友達全員の苗字が私と同じ「カメダ」だったのである。
唯一残していたこのスクリーンショットに写っているのはその内の一部だが、画面をスクロールしても出てくるのはひたすらに「カメダ」さん。とにかく友達が一人残らず「カメダ」さん。漢字・ローマ字表記の違いはあったが、全部で十数人のカメダさんがその友達一覧にいた。

これだけでもかなり気色悪いが、私はこの「亀田」という自身の苗字のせいで過去に度重なるいじめを受けており、強い劣等感を抱いていた。
そんな私が感じた気色悪さの度合いは、普通の人が感じるそれの比ではなかったということは一言添えておきたい。これを見たときは本当に吐き気がした。


更によく見るとこの友達一覧のカメダさんらには苗字以外にも共通点があった。
一つ目は、男性であること。二つ目は、下の名前が「ダイキ」「トシオ」「タダアキ」など「頭文字がタ行またはダ行である」というところだ。勿論、私もこれに当てはまる。
(余談だが、中には私と同姓同名の「タツロウ」さんもいた。
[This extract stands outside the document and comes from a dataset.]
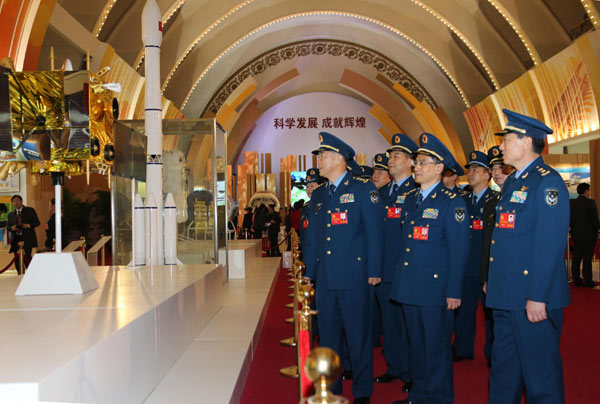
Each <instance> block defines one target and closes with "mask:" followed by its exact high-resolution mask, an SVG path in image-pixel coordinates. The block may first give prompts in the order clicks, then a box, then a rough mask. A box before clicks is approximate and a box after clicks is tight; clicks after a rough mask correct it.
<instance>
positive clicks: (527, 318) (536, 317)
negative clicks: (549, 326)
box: [525, 300, 548, 323]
好きではなかった自分の氏名で唯一自慢になりそうだったのが「同姓同名がいなさそう」という点だったのだが、そうではなかったことが判明して少しがっかりした。)
それ以外の判る限りの経歴や年齢、プロフィール写真の人相(本人のものかは不明だが)などはバラバラであった。
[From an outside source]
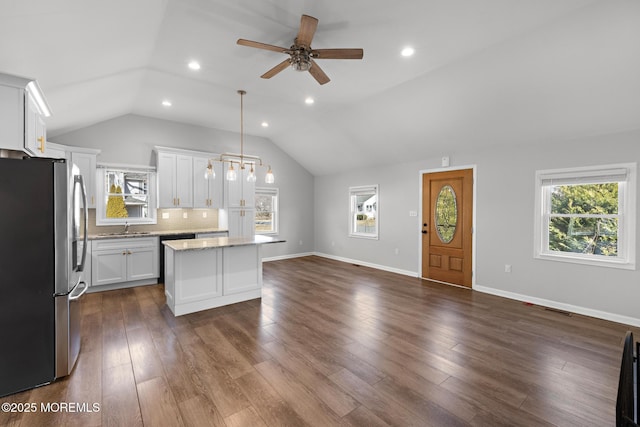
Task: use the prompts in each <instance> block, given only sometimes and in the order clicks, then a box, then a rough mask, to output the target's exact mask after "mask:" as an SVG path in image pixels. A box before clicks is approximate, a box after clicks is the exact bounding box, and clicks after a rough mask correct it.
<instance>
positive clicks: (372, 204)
mask: <svg viewBox="0 0 640 427" xmlns="http://www.w3.org/2000/svg"><path fill="white" fill-rule="evenodd" d="M351 197H352V200H353V202H352V203H353V205H354V207H355V209H354V218H353V220H354V227H353V232H355V233H364V234H375V232H376V214H377V208H378V207H377V205H378V203H377V195H376V193H368V194H357V195H354V196H351Z"/></svg>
そしてあくまで当時の私が確認した限りではあるが、いずれのカメダさんアカウントもスパムやサクラなどではなく実在の人物のようだった。
各々プロフィールなどは適宜設定されていたり、更に各々友達も一定数いたりなどしたことから、そのように判断した。サクラのために適当に生成したアカウントであればもう少しプロフィールの内容が不自然だったりするのですぐに判っただろう。無論、手の込んだことをすればその限りではないが……
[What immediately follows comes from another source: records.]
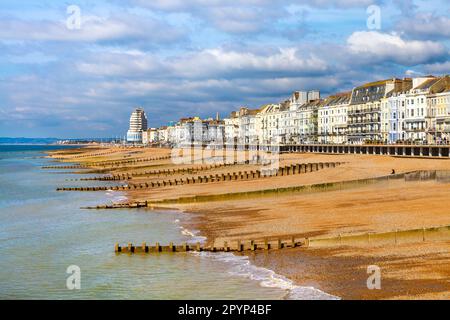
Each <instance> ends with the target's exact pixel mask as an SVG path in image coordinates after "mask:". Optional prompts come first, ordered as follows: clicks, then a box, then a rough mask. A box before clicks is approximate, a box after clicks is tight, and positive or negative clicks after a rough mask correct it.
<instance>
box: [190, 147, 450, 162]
mask: <svg viewBox="0 0 450 320" xmlns="http://www.w3.org/2000/svg"><path fill="white" fill-rule="evenodd" d="M205 146H206V145H203V146H202V145H189V144H188V145H185V146H184V147H185V148H200V147H205ZM208 148H210V149H214V150H221V149H224V148H227V149H234V150H242V151H245V150H258V151H266V152H277V153H297V152H298V153H325V154H366V155H385V156H396V157H413V158H437V159H450V145H414V144H396V145H389V144H324V143H315V144H292V145H265V144H259V145H252V144H245V145H244V144H241V145H225V146H224V145H222V144H218V145H208Z"/></svg>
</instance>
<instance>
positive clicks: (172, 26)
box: [0, 0, 450, 138]
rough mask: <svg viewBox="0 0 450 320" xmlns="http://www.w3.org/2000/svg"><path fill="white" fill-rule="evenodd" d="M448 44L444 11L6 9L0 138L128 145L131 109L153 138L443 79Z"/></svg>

更に加えると、現れたのは「徳永」一人だけではなかった。
実はこの2013年の3月から5月頃にかけて、この「徳永」を入れて4人も、同様に無数のカメダさんを友達に持つFacebookアカウントから友達申請が送られてきたのだ。
無論いずれも私の知人ではなく、名前は異なっていたが上述の特徴(女性風の名前、男性と設定されている性別、友達に持つカメダさんの特徴)は全て一致していた。

ここまでくると作為的なものを感じるが、それについては後述しよう。

この「徳永」ら、何故にこれだけのカメダさんを友達に持っているのだろうか。彼女(?)らのプロフィールにもこれについては何も言及されていなかったので全く判らない。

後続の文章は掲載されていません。